Different marine settings may be characterized by different degrees of geographic variation in biotic composition, and comparative analyses of SARs should provide a more definitive window into these signatures. In particular, because of differences in the areal characteristics of their respective environmental gradients, open-ocean shallow-water regions on continental margins may exhibit different SARs than epicontinental seas. Against this backdrop, we are working at the genus level to analyze genus-area relationships (GARs) for Late Cretaceous (Turonian through Campanian) marine settings using the Paleobiology Database (PaleoDB; http://www.paleodb.org). This is an ideal interval because: a) extensive Late-Cretaceous data are now available worldwide; b) the interval contains well-preserved biotas from epicontinental seas and open-ocean shallow-water regions; c) field locations are available for investigations at the fine spatial/geographic scales of individual horizons at single localities and among closely-spaced localities as companions to the broader-scale analyses based on the PaleoDB.

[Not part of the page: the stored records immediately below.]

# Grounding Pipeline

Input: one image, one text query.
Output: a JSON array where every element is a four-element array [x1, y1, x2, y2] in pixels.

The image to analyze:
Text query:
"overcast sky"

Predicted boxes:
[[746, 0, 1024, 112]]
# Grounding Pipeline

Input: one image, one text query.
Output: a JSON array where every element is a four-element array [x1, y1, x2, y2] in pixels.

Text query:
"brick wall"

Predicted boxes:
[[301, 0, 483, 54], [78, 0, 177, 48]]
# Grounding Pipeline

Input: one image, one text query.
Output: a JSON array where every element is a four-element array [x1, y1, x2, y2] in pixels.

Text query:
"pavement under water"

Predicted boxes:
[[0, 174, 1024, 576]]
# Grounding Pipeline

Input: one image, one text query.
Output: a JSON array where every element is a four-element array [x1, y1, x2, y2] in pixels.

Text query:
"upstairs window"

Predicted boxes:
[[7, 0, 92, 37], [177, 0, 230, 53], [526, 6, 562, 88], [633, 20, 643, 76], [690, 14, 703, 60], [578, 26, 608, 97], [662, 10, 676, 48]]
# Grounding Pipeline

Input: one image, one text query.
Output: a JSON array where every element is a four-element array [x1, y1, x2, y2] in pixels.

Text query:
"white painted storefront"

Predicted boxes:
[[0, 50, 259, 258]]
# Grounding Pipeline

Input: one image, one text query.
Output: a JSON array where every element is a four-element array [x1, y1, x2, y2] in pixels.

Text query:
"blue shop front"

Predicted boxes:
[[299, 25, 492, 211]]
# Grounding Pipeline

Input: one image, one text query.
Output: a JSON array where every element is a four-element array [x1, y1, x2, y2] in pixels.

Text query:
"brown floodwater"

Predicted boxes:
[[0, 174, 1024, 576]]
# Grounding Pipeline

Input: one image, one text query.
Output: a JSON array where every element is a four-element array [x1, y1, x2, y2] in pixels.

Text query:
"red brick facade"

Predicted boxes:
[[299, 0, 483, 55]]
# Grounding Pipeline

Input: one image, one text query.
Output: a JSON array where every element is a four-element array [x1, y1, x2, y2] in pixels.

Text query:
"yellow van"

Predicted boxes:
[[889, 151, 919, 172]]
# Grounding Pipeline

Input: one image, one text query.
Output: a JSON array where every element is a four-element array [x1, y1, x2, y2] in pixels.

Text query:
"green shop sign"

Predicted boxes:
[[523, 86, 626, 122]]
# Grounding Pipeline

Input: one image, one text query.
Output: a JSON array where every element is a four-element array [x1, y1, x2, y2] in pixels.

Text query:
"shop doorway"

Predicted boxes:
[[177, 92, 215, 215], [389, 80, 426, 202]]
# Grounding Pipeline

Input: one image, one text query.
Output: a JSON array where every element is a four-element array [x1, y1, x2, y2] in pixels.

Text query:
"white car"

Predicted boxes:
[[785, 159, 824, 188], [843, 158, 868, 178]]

To date, we have developed protocols using the R programming language for GARs analyses with data from the PaleoDB. Results demonstrate clear relationships between genus richness and area for regions worldwide, and indicate that as area increases, genus richness increases at different rates in epicontinental seas versus open-ocean settings. To analyze finer-scale GARs, we are currently collecting field data from a paleoenvironmental gradient preserved in the late Turonian through early Campanian Ladd Formation in the Santa Ana Mountains, California.